De plus, cette nouvelle autorité va disposer des moyens de la direction générale de la sûreté nucléaire et de la radioprotection. Nous aurions souhaité que, dans ce projet de loi, soient explicités les moyens humains qui seront maintenus dans les services de l'État pour procéder à l'instruction des demandes visant à la création de grandes installations nucléaires.

Quel sera le nouveau statut des inspecteurs de sûreté nucléaires qui seront mis à disposition de l'autorité ainsi créée ? Nous souhaitons des garanties sur ce point.

À l'inverse de ce que vous proposez, madame la ministre, il nous semble au contraire essentiel de renforcer la direction générale de la sûreté nucléaire et de la radioprotection. Cela passe, notamment, par une augmentation des moyens humains et matériels qui lui sont accordés. Il s'agit là d'un moyen efficace de garantir une meilleure sécurité nucléaire.

Je tiens également à souligner qu'aucune obligation européenne ou internationale n'imposait la création d'une autorité administrative indépendante. En effet, les conventions sur la sûreté radiologique de 1994 et de 1997 pointent l'objectif de l'indépendance de l'autorité dans l'exercice de ses fonctions, mais pas celle de l'organisme lui-même.

Plus globalement, la création de cette nouvelle autorité administrative indépendante se fait avec, en toile de fond, la libéralisation du secteur énergétique et la privatisation des entreprises publiques.

L'article 13 du projet de loi est, en ce sens, particulièrement emblématique : en réglementant la procédure relative aux demandes de changement d'exploitation des installations nucléaires de base, il ne distingue pas ce qui relève des installations nucléaires de base productrices d'électricité et ce qui relève des autres installations.

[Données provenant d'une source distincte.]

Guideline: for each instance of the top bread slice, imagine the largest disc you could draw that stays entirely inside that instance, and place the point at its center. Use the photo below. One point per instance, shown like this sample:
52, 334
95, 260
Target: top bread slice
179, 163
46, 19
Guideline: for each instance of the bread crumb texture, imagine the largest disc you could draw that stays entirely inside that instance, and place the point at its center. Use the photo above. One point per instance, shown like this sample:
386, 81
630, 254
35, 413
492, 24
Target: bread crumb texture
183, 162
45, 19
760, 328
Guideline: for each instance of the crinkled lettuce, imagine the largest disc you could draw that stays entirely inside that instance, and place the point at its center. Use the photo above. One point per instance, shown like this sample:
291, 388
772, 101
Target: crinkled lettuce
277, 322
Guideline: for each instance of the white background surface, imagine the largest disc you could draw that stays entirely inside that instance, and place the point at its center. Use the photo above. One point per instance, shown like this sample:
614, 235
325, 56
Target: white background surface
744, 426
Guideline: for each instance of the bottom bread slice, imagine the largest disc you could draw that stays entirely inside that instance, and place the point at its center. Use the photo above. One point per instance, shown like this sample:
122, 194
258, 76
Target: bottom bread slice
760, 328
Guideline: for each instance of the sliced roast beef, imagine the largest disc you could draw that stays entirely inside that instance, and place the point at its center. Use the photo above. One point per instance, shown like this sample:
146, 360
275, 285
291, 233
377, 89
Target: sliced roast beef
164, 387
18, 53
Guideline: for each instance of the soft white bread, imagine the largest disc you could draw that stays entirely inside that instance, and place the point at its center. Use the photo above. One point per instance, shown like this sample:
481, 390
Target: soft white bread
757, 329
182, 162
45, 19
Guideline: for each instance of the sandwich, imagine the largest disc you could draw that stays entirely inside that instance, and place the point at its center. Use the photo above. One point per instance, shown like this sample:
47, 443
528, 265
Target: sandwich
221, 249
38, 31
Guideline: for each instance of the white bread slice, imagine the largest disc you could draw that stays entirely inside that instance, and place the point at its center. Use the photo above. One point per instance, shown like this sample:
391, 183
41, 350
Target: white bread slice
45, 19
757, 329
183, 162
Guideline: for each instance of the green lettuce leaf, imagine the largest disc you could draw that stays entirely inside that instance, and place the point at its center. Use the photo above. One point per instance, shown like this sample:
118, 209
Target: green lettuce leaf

Plus clairement, comment ne pas analyser ce manque de précision comme la porte ouverte à l'ouverture à la concurrence de l'exploitation de l'installation nucléaire civile ? Souhaitez-vous donc permettre à Suez, déjà exploitant en Belgique, de s'installer en France ? La coïncidence de son rachat par GDF est assez significative et laisse présager le pire.

Je citerai, à ce titre, un passage que je trouve particulièrement éclairant du livre du professeur Claude Champaud sur la définition de ces autorités : « Bien qu'administratifs, ces organismes n'ont pas pour seule fonction de veiller au respect du bien public, mais de préserver des intérêts privés dont la sauvegarde est d'intérêt général ». Comment ne pas voir dans cette nouvelle autorité administrative indépendante l'instrument de l'ouverture du marché nucléaire civil ?

Les exemples dont nous disposons dans la mise en oeuvre de ce type de structure nous incitent à nous montrer critiques. Traditionnellement, leur rôle est de garantir la concurrence libre et non faussée en organisant le déclin de l'opérateur historique.

Dès lors, nous ne pouvons accréditer la création de cette nouvelle haute autorité de sûreté nucléaire.